Spoiler alert: Consumers in 2020, are not the same as in 2000. This “evolved” consumer did not emerge overnight. This consumer has been evolving for the last two decades, maybe even more, so companies that want to grow sustainably and build a loyal base of customers need to deeply understand what currently drives their decisions.

Four score
Many people have heard about Professor John P. Kotter’s 4Ps that guide every marketing plan: product, price, placement and promotion. These four Ps call out important aspects to activate marketing ideas to reach consumers in the best possible way.

However, consumers enter this new decade looking for a deeper relationship with the products, services and companies they choose to bring into their lives and support with their hard-earned money.

The drivers of this deeper relationship can be explained by the new 4Ps on the block: People, planet, purpose and profits.

People: J.W. Marriott said, “Take care of your people, they will take care of your customers, and your business will take care of itself.”
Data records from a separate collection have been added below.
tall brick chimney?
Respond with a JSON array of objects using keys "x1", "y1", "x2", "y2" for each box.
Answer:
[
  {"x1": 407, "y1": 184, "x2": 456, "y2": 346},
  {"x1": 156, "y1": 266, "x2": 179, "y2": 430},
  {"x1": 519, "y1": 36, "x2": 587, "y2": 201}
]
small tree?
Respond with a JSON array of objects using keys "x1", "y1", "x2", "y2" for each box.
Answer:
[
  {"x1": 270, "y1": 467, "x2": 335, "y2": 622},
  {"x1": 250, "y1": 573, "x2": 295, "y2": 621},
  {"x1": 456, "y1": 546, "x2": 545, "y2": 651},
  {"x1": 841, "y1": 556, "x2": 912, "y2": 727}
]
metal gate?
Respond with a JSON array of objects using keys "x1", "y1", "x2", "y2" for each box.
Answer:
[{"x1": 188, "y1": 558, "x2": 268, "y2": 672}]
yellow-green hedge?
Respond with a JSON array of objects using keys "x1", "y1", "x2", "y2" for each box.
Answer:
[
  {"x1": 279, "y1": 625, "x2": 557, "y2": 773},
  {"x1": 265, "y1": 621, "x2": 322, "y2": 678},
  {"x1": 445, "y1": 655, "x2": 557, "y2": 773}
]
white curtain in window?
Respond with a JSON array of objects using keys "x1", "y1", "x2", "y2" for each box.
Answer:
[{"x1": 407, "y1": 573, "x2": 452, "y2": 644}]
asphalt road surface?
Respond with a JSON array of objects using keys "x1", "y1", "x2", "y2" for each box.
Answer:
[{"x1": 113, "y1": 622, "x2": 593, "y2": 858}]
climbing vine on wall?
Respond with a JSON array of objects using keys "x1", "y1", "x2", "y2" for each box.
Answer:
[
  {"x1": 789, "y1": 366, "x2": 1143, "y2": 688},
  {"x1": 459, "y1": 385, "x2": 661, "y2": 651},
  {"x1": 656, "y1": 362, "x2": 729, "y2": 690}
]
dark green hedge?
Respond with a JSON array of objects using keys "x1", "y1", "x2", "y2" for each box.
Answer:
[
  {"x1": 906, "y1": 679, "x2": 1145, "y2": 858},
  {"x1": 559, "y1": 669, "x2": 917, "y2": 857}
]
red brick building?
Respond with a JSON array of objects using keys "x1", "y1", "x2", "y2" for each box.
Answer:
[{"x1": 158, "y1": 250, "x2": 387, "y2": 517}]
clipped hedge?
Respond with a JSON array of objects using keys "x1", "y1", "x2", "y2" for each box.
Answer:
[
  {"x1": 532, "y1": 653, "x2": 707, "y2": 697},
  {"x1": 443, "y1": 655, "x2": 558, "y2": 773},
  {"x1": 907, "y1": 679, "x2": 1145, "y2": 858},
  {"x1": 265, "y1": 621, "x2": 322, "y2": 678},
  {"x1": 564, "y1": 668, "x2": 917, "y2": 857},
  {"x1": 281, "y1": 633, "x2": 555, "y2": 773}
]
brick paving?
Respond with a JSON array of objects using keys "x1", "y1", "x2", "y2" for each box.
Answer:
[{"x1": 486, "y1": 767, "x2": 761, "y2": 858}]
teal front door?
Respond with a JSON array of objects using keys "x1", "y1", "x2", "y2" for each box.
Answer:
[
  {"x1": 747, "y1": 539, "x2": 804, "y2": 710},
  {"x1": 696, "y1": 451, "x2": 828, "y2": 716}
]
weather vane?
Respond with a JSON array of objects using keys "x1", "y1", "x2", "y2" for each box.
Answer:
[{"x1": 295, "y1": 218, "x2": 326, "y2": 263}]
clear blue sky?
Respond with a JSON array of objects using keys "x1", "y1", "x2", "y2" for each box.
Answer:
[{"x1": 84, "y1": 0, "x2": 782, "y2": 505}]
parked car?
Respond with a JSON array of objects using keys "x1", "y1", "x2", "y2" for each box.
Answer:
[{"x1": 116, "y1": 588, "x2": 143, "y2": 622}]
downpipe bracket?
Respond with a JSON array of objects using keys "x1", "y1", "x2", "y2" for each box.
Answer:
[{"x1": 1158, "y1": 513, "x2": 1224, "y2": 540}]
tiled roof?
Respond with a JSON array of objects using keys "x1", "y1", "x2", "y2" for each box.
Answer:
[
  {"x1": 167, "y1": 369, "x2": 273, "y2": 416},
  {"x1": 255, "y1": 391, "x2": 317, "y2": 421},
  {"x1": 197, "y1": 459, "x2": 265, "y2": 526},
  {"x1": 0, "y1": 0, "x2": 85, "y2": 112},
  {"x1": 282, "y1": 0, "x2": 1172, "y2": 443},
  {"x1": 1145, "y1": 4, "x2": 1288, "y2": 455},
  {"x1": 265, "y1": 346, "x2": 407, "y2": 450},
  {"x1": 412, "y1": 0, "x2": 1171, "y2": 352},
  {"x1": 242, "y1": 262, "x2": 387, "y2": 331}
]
Employee satisfaction drives customer satisfaction. A business’ customers can “feel” when employees are dissatisfied.

Customers know by the tone of their voice and their energy when they call the 800 number to get questions answered, or when they try to have a complaint dealt with via text, chat or by submitting questions online.

The way employees feel comes across in their interactions with customers. Take care of your people, they will take care of your customers.

Planet-friendly products: Constant streams of innovation, ease of use, clear benefits and value propositions are all important aspects of successful products, of course. But not at the unrestricted expense of our planet's natural resources. No, not anymore.

Wasteful products are getting ditched by consumers. Gone are the days when the more boxes within a box, the more luxurious and expensive was the product perceived. Environmentally friendly packaging is now guiding consumer decisions, as well as responsibly harvested ingredients.

Take, for example, Natura, the personal care Brazil-born company that since 1969 states their reason for being as “to create and sell products and services that promote the harmonious relationship of the individual with oneself, with others, and with nature.”

It is with this philosophy that Natura has been responsibly using Brazil natural’s resources to create its products, gathering hundreds of thousands of loyal consumers around the world. They have become a force to be reckoned with, recently acquiring The Body Shop and Avon.

Purpose: Cause-marketing is not new. Recall the Dawn dish soap advertising showing that it is so mild and yet so effective that it can wash ducks who have been caught by oil spills. At the same time, its advertising was using nature to communicate the product benefits – gentle, yet strong – it was also donating to wildlife conservation efforts. That is cause marketing.

What the 2020 consumer expects now is a business with a purpose: a business with a soul.

Take, for example, Toms Shoes and Bombas Socks, where for every shoe and sock sold one is donated to a child in need. Their mission is to help children in need of shoes and socks around the world, and they enable their mission buy selling their products Profitably.

Warning: do not pay lip service to consumers, because they can see right through it – businesses must mean it. And keep in mind, consumer product companies are not the only ones catching the purpose driven business wave. The service industry is too, and perhaps the most shocking example comes from the financial industry: banking – the Evil Empire itself.

Standard Chartered Bank launched the amazing “We Are Here for Good” campaign, which explains the brand’s position that a bank can be a force for good in the world. One of the many powerful advertisements in this campaign shows how it uses its network and scale as a global bank to track the money in illegal elephant poaching and report the activity to the authorities (here is a link to the commercial).

Profit: Last, but not least, in the few examples above, it is clear that companies that take care of their people, develop their products with the planet in mind and run their business with a purpose, are highly profitable. Cause and effect.

THE BOTTOM LINE: it is possible to do good and to do well, and the consumers of 2020 expect it.